KENILWORTH, N.J.-(BUSINESS WIRE)- Merck, branded as MSD outside the United States and Canada, today announced that for the following additional uses in Japan, KEYTRUDA, Merck’s anti-PD-1 medication, received new approvals from the Japan Pharmaceutical and Medical Devices Agency for advanced renal cell carcinoma and head and neck cancer: KEYTRUDA in combination with Inlyta for first-line treatment. And distant metastatic cancer of the head and neck; and KEYTRUDA monotherapy for the first-line treatment of patients with chronic and central metastatic head and neck cancer.
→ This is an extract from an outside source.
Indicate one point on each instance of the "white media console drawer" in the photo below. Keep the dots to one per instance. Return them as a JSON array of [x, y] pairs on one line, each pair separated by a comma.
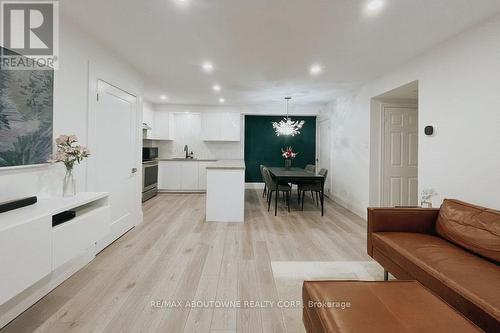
[[73, 238], [25, 255], [35, 257]]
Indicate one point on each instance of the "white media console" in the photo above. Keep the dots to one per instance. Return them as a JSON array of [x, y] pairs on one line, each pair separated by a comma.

“Today’s approval of three new first-line KEYTRUDA regimens is a significant milestone for patients diagnosed with these advanced forms of cancer and will provide substantial solutions to conventional treatments for patients in Japan.” KEYTRUDA approval in conjunction with axitinib for profoundly unresectable or metastatic RCC is focused on KEYNOTE-426 test results;
Where KEYTRUDA showed statistically significant increases in the dual primary endpoints of overall survival and progression-free survival associated with sunitinib monotherapy in combination with axitinib.
The KEYTRUDA first-line treatment clearance for patients with chronic or remote metastatic head and neck cancer is based on the results of Phase 3 KEYNOTE-048 trial assessing KEYTRUDA in conjunction with platinum and5-fluorouracil or KEYTRUDA monotherapy in contrast with standard treatment as first-line treatment in patients with recurrent or metastatic head and neck squamous
“Recent KEYTRUDA approvals for advanced renal cell carcinoma and head and neck cancer draw on existing approvals for melanoma, advanced non-small cell lung cancer, and advanced MSI-H cancers, allowing us to introduce KEYTRUDA to even more patients in Japan.” Renal cell carcinoma is by far the most common type of kidney cancer, with around 403,000 cases of kidney cancer being diagnosed annually in Japan.
KEYTRUDA ® Injection KEYTRUDA is an anti-PD-1 treatment that acts by stimulating the immune system of the body to help detect and kill tumor cells. Currently there are more than 1,000 reports of KEYTRUDA across a wide range of tumors and clinical environments.
The KEYTRUDA clinical trial strives to clarify KEYTRUDA’s function through cancers and the variables that can determine the probability of a patient benefiting from KEYTRUDA therapy, including investigating many specific biomarkers.